The Cambridgeshire and Peterborough STP has the highest potential requirement (£800m), though it claims the funding – spread over the period until 2021 – is almost entirely for business-as-usual investments and not in support of consolidating hospital capacity. 

The second highest – Cheshire and Merseyside STP (up to £755m) – recognised in its plan that capital funding is limited and some schemes may not be approved. It adds that it will need to focus investment on schemes that provide the greatest benefit.

In England, capital funding has been set at £4.8bn a year, up to 2020/21. However, the BMA points out that in the past financial year, £1.2bn was transferred to revenue to reduce the deficit. 

Senior Department of Health figures have acknowledged that this is undesirable but likely to continue. 

Factoring in estates returns, published by NHS Digital last October, which showed that around £2bn would be needed to eradicate a high and significant maintenance backlog risk, the BMA claimed the capital available would be closer to £1.6bn.

BMA chair Mark Porter (top, right) said: ‘The NHS is at breaking point and the STP process could have offered a chance to deal with some of the problems that the NHS is facing, like unnecessary competition, expensive fragmentation and buildings and equipment often unfit for purpose. There is clearly nowhere near the funding required to carry out these plans.’

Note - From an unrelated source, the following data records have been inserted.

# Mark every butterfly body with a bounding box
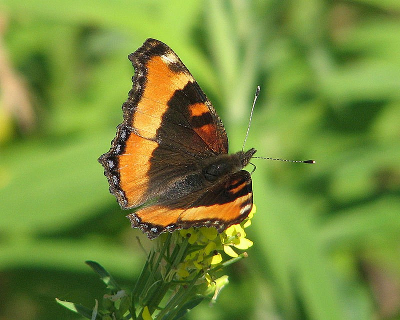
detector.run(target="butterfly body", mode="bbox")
[99,39,256,239]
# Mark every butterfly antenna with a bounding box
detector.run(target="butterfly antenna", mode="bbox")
[242,86,260,151]
[253,157,315,163]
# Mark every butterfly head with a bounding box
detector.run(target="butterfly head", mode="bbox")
[237,148,257,168]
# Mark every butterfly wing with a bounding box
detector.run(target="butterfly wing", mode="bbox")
[99,39,228,208]
[128,170,253,239]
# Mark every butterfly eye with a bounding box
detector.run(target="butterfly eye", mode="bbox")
[203,162,230,182]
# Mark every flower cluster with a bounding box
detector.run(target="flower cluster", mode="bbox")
[57,207,255,320]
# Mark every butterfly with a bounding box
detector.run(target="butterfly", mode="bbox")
[99,39,256,239]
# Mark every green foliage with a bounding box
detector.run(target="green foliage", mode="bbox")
[0,0,400,320]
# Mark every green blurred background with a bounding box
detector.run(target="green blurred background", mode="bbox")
[0,0,400,320]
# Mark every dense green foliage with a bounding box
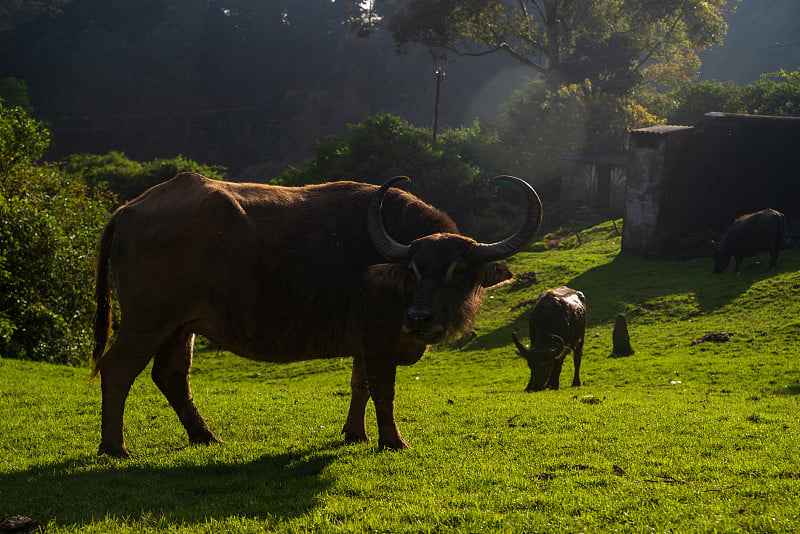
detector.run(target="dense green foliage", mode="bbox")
[0,104,111,363]
[0,221,800,534]
[663,68,800,125]
[62,152,224,202]
[368,0,735,95]
[276,114,521,241]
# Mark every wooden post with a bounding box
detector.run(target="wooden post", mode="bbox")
[611,314,633,356]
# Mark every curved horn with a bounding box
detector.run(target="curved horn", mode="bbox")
[367,176,411,263]
[472,175,542,262]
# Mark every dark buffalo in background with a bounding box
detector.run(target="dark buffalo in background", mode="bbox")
[93,173,542,457]
[511,286,586,391]
[713,208,786,274]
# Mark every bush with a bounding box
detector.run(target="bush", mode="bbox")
[665,69,800,125]
[274,114,521,240]
[500,80,663,183]
[63,152,224,202]
[0,105,112,364]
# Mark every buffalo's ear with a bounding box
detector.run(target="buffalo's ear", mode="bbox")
[364,263,414,293]
[481,262,514,287]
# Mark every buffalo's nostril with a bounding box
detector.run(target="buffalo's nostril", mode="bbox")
[406,310,433,329]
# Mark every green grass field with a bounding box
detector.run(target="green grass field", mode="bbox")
[0,221,800,533]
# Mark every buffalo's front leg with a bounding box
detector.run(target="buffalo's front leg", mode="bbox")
[572,341,583,386]
[342,355,369,443]
[366,361,410,449]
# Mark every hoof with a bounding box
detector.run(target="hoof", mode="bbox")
[378,436,411,451]
[342,430,369,443]
[97,443,133,458]
[187,428,222,445]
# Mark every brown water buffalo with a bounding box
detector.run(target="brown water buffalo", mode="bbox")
[511,286,586,391]
[94,173,542,456]
[713,208,786,274]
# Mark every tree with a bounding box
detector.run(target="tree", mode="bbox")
[0,102,112,363]
[360,0,738,94]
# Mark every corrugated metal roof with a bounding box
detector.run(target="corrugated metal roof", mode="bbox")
[631,124,694,135]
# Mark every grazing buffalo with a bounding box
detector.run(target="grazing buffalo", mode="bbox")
[94,173,542,457]
[511,286,586,391]
[713,209,786,274]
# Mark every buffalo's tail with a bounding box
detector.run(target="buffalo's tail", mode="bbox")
[778,213,786,248]
[91,217,117,378]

However, calculating available capital is not as simple as subtracting the potential capital to revenue transfer and the cost of urgent backlog maintenance from the total capital allowance. 

The NHS does not fully address its backlog maintenance. In some cases it would be wasteful to do so – backlog maintenance can be in old buildings that are due to be demolished or replaced, for example. 

And the NHS does not eradicate its significant or high-risk backlog each year – according to the NHS Digital returns, it spent just over £350m in 2015/16, with similar amounts in previous years. 

The STP total capital requirement will be spread over a number of years. While capital requirements may well be greater than funding, the amount of capital available could be higher than the BMA believes.